# ars antiqua obscur avant-garde music, does sutch thing exist?



## deprofundis (Apr 25, 2014)

Ockay im looking for paradox since i get a nack out of this everytime, were they during ars antiqua bold music like ars subtilior movement equivalent to ars antiqua.In other words were they unusual
music that should not exist, remote and isolated case of bold captivating avant-garde music
for it's time.

Any im pretty sure there were odd polyphonie back than, im looking for forgotten classical music only recently discover that is fascinating wierds and complex chants religious or seculars.

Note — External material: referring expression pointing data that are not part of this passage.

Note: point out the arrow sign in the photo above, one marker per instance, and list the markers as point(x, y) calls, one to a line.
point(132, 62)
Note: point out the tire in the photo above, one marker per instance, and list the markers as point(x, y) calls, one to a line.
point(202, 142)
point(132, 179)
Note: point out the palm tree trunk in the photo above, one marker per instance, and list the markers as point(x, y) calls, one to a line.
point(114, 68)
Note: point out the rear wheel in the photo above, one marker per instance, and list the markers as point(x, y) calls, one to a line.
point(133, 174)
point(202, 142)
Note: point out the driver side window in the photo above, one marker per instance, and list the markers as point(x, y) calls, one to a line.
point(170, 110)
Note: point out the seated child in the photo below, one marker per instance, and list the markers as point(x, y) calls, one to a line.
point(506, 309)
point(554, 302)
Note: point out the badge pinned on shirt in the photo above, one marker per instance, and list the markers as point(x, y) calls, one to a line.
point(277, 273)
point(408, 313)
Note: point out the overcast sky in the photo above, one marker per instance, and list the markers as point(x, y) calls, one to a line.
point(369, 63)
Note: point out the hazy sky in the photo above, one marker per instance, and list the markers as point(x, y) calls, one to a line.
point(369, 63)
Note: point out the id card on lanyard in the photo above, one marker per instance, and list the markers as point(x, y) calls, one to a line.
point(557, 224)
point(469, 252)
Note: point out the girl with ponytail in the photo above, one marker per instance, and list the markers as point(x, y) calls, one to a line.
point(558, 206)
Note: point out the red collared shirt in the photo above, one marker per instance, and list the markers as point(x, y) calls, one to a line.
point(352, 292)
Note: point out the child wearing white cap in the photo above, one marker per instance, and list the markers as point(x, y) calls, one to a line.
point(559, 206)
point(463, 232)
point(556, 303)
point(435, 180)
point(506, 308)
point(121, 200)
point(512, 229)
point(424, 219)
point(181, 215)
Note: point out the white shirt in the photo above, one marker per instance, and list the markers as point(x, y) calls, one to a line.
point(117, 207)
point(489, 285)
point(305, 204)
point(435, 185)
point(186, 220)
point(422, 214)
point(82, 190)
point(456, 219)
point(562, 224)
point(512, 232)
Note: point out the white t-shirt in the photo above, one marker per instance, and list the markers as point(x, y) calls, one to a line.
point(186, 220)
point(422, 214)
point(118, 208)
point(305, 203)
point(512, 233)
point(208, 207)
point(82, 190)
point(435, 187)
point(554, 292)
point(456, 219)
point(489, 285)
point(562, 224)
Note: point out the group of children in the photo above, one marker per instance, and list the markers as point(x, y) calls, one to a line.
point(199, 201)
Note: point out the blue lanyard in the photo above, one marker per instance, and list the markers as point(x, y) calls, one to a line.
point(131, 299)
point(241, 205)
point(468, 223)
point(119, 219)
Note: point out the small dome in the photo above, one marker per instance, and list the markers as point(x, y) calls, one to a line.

Im looking for something that sound like very little on the planet , let's says Avant -garde Ars antiqua
or if you preffer antique arts of avant-.

What is unreal for ars antiqua perriod, i whant to be flabbergeist to the beyond...

:tiphat:

Sorry for having wierd request i consider myself a classcal ''gourmet'' and classical is food for the mind and i love ars antiqua even if everyone hate this stuff...

On another subject i wish to hear one day atonal gregorian music, if i though of this , it most exist since everything exist , than this is my theory.

Have a nice day folks your pal deprofundis :tiphat:


----------



## Mandryka (Feb 22, 2013)

Try Hans Joachim Hespos


----------